Ficons, Ntt Data, Atos, Amazon, Ovs. Oggi più che mai sembra davvero lontana la riflessione-condanna di Franco Tatò (“Perché la Puglia non è la Silicon Valley): tutti vogliono investire in Puglia e la lista si allunga sempre di più. Da una parte ci sono investimenti per centinaia di milioni di euro. Dall’altra però restano aperti 49 tavoli di crisi. Tante sono le pratiche sulla scrivania di Leo Caroli, l’ex assessore della giunta Vendola che Michele Emiliano ha voluto a capo della task force regionale sulle crisi occupazionali.

Ogni giorno incontra imprenditori preoccupati e dipendenti disperati. Ma Caroli oggi è ottimista, o quanto meno non vede più nero, perché il governo ha autorizzato i ricorso al patto di transizione occupazionale, una nuova deroga al quadro normativo in materia di ammortizzatori sociali, che consente di ricorrere ad un ulteriore periodo di cassa integrazione se c’è l’iniziativa della Regione.
«E noi davvero ci occupiamo di politiche attive del lavoro, nella loro accezione più completa, cioè non soltanto con la presa in carica delle competenze presso il centro dell’impiego, ma studiando percorsi di riqualificazione occupazionali o di autoimpiego, come per esempio la costituzione di cooperative.
I lavoratori che diventano imprenditori. In quanti casi ci siete riusciti?
«Per ora solo uno, a Martina Franca, dove i lavoratori di un’azienda tessile hanno rilevato un reparto dell’azienda. Purtroppo c’è ancora un pregiudizio. Serve un salto culturale per convincere la gente a passare da dipendente a imprenditore».

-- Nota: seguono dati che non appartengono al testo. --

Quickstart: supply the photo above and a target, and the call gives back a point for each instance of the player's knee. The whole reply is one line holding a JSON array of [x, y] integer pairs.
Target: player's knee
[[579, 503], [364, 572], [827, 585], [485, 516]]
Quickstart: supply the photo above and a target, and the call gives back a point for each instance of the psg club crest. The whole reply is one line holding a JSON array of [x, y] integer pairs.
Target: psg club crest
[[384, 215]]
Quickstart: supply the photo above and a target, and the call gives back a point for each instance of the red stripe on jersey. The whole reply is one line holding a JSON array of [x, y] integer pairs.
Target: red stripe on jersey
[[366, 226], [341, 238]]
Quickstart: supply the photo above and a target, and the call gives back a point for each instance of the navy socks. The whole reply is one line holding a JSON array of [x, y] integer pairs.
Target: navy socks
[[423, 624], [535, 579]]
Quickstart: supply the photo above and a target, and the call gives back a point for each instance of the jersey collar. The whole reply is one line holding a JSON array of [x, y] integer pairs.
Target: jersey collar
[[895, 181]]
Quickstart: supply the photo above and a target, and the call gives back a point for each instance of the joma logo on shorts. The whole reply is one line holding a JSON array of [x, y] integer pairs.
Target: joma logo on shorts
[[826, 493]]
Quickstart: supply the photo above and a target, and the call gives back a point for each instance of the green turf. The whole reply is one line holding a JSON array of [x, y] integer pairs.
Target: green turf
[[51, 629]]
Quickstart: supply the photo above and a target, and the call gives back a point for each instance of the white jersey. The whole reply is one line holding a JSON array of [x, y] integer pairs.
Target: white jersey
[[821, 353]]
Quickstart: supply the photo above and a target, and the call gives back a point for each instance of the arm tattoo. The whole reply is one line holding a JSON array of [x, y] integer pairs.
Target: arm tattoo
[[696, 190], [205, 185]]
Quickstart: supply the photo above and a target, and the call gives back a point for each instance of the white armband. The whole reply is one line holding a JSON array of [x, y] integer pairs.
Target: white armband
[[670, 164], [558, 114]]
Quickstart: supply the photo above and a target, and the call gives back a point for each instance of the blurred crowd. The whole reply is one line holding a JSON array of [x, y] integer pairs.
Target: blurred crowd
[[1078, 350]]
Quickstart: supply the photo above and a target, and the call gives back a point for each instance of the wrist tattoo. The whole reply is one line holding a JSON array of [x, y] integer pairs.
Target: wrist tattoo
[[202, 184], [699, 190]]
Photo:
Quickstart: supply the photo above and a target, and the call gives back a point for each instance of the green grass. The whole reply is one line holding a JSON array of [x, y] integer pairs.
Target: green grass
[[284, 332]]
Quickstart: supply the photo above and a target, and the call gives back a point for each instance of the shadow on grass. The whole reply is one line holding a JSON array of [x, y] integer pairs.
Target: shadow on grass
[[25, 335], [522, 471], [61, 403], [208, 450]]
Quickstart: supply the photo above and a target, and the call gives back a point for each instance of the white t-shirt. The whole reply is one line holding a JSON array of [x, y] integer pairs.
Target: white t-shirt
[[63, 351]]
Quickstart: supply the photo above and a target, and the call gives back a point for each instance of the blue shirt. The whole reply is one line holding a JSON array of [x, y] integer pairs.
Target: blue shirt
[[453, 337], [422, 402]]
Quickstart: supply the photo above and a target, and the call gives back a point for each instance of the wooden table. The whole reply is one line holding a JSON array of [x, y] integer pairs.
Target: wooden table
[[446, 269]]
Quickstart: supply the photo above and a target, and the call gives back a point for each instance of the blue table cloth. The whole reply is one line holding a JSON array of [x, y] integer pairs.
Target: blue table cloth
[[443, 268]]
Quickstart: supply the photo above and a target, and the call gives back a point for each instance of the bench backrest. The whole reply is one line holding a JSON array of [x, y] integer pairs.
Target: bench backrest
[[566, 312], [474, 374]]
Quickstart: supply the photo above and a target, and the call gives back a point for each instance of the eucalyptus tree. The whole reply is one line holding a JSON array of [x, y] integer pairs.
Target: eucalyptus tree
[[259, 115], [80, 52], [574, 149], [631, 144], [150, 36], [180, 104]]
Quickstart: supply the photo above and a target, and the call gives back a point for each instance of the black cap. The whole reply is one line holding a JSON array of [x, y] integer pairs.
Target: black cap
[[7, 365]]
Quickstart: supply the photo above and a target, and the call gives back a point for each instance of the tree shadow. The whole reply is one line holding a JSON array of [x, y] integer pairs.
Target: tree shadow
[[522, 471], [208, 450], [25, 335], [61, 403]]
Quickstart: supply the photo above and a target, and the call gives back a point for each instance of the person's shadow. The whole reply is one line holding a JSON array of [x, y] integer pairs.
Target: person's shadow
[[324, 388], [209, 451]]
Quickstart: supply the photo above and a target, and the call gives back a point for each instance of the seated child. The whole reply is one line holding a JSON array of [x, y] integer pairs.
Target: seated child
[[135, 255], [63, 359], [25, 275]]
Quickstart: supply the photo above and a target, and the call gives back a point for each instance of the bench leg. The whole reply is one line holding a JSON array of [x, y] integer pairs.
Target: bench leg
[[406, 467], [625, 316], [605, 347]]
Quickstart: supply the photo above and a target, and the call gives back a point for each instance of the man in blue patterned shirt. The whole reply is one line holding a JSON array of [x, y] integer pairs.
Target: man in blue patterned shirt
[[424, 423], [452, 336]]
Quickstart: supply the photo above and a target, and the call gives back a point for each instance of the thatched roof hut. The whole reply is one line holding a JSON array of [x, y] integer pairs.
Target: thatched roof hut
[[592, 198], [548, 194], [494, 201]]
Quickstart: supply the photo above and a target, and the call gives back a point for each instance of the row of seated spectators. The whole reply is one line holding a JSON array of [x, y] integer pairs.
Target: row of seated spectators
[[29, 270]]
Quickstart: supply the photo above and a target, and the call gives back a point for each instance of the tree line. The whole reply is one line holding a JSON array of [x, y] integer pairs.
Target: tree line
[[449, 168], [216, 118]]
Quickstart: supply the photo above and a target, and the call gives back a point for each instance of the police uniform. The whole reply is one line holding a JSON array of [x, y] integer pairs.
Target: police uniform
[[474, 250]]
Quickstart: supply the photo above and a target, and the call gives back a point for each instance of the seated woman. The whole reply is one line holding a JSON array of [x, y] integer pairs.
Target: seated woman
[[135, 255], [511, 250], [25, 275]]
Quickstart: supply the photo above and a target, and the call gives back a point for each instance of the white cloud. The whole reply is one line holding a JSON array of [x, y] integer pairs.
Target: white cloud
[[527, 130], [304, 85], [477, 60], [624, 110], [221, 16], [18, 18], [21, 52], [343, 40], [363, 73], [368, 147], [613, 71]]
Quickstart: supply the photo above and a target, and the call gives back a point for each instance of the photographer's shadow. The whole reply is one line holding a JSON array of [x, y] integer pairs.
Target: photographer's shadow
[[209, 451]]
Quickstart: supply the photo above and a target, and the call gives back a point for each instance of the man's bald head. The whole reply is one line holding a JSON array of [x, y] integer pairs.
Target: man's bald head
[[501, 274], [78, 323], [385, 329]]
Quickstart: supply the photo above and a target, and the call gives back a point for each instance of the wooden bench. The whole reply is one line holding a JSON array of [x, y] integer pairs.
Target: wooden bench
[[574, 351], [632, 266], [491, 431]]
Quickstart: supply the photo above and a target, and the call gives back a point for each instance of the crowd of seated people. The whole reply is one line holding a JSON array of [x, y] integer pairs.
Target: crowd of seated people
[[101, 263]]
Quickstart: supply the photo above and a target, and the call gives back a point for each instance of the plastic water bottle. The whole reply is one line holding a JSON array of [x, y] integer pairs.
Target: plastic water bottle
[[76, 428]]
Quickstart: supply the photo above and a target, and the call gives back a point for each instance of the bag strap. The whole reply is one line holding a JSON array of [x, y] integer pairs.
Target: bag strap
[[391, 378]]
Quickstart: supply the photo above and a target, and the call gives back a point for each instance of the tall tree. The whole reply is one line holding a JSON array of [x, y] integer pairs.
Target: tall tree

Che bilancio farebbe del vostro operato?
«Guardi, quando parliamo di 49 tavoli di crisi, tutti si portano le mani ai capelli. Ma siamo l’unica regione ad avere una unità di crisi permanente. Non eludiamo nessuna richiesta di intervento. Cerchiamo sempre di evitare o rimandare i licenziamenti e nel frattempo lavorare per creare le condizioni di una cessione o reindustrializzazione dell’impresa in difficoltà».
E ci riuscite?
«Ad oggi nessuno dei 49 casi si è chiuso con il licenziamento collettivo, dunque possiamo sicuramente dire che la gestione della crisi è l’antidoto alla desertificazione industriale».
Che tempistiche avete?
«Ecco, il problema sono proprio i tempi. Perché la gestione ha bisogno di tempo, di individuare misure passive e politiche attive per ricollocare le persone. Per fortuna abbiamo interlocutori credibili, mi riferisco a Confindustria e ai sindacati, contro cui a volte ingenerosamente tutti sparano a zero. Ma io non trovo le soluzioni da solo. Se al tavolo ci sono partner attendibili e credibili le soluzioni arrivano. Questo è un valore aggiunto. Così come lo sono per esempio strutture come Puglia Sviluppo».
Che problemi vede?
«La crescita a macchia di leopardo: siamo sempre Mezzogiorno d’Italia ma siamo primi per tasso di occupazione nel Mezzogiorno. Il 2021 si è chiuso con un tasso di disoccupazione al 14,6%, rispetto ad un dato nazionale del 9,1. Ma Bari ce l’ha al 10%, Foggia è al 17%. Bari è molto attrattiva per la infrastrutturazione, per la presenza del distretto dell’automotive. È normale che tutti vogliano venire nel capoluogo regionale. E allora forse bisognerebbe ripensare le misure di incentivazione allo sviluppo, che oggi sono lineari, uguali per tutti e in tutte le province. Bisognerebbe diversificarle introducendo incentivi di intensità maggiore in alcuni territori. E prevedendo integrazioni per finanziare anche la formazione (accanto al sostegno) perché l’investitore spesso non trova il personale formato come lo vuole lui. Infine sarebbe giusto introdurre una intensità di aiuto maggiore se per esempio un’azienda deve farsi carico di un fardello di 130 dipendenti tutti ultracinquantenni».